Deploy an application to Azure App Service Private Endpoint from the Azure DevOps pipeline.
Recently I had to deploy Azure App Service using Azure DevOps pipelines.
Sound easy? That's what I thought.
There was one catch!
App Service has been set up to cut all public access — which means the application is accessible only from within the virtual network and by a private IP address.
Why?
Some companies still have a lot of data/components stored on-prem. Not all of these on-prem resources can be migrated to the cloud. The are multiple reasons starting from costs, security, time, etc. That is why sometimes we need to work in and hybrid on-prem to cloud environment. In this case, the company network usually is closed to the public internet, and communication between on-prem and azure is based on VPN connection and virtual networks. That is why some resources will be deployed with restriction to a private endpoint — they can’t be publicly available.
Knowing why we need to care about such a thing, let’s look at the solution.

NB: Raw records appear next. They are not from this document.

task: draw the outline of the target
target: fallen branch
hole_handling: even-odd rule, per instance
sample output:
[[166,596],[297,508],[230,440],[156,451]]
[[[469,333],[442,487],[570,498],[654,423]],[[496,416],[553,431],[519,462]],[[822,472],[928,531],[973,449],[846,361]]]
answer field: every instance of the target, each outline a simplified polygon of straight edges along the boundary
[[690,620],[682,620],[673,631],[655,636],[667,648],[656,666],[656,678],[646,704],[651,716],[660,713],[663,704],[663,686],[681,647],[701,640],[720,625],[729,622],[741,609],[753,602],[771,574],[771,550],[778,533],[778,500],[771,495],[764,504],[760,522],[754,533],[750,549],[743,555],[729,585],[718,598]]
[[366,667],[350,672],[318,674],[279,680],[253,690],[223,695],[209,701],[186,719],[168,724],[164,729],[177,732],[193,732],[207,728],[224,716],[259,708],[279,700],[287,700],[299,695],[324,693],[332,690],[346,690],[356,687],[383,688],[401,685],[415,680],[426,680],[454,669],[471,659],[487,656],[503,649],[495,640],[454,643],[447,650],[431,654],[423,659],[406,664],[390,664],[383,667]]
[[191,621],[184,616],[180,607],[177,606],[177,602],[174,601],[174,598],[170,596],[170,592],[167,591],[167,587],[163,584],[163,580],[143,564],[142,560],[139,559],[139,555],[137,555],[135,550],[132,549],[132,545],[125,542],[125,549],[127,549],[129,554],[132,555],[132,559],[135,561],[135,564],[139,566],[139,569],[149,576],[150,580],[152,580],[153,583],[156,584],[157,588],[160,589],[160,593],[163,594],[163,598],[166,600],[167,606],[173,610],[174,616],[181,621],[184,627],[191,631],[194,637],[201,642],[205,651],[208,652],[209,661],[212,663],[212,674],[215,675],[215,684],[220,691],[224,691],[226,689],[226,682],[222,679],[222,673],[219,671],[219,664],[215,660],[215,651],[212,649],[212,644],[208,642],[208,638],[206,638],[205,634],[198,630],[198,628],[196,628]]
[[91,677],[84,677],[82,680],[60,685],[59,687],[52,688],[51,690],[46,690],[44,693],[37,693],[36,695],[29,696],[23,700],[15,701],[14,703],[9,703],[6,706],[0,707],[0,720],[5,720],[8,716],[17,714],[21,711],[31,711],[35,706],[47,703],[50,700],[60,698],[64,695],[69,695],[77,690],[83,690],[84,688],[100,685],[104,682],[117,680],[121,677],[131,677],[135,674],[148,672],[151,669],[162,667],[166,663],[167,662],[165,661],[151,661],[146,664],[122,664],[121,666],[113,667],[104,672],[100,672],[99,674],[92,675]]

In this case? What is the easiest and the same time, a good solution to deploy to such App Service?
Short answer:
- Azure Virtual Network
- Azure Virtual Machine Scale Set
- Azure DevOps
Using the above three components, we will set up a deployment pipeline that deploys our .Net Application to a private Azure App Service.
Theory:
In our case, the VMSS will be a container for a self-hosted Azure DevOps agent. The pipeline triggered from Azure DevOps will then execute in VMSS. The VMSS is in a private virtual network hence it can resolve private IP addresses which a private virtual network.
Assumptions:
- You already have a virtual network created
- You already have your App Service, and App Service Plan created
Practical part:
On Azure Portal, let's create an Azure Virtual Network Scale Set.
There are a lot of settings here but for our demo purpose, let’s leave most of them as default.
We should focus on the “Networking tab” — here, from the list of the virtual networks, we need to choose the virtual network used by our App Service.
DONE — that was fast :)
Azure DevOps:
Here we need to navigate to Organization Settings -> Agent Pools:
On the top right, click “Add Pool,” and you should see something like this:
Options here are quite self-describing.
Some extra options (depend on how often you need to use your pipeline and how big a budget you have):
After clicking the “create” button, you should see your new pool on the list:
Now — change the pool used to deploy app service to the newly created one in your pipelines.
Release pipelines:
Build Pipelines (Yaml pipelines)
That’s all!
When you run your pipeline, the agent hosted on the Azure virtual machine scale set executes it. As the VM has access to the virtual network, it will be able to do a proper push to the App Service.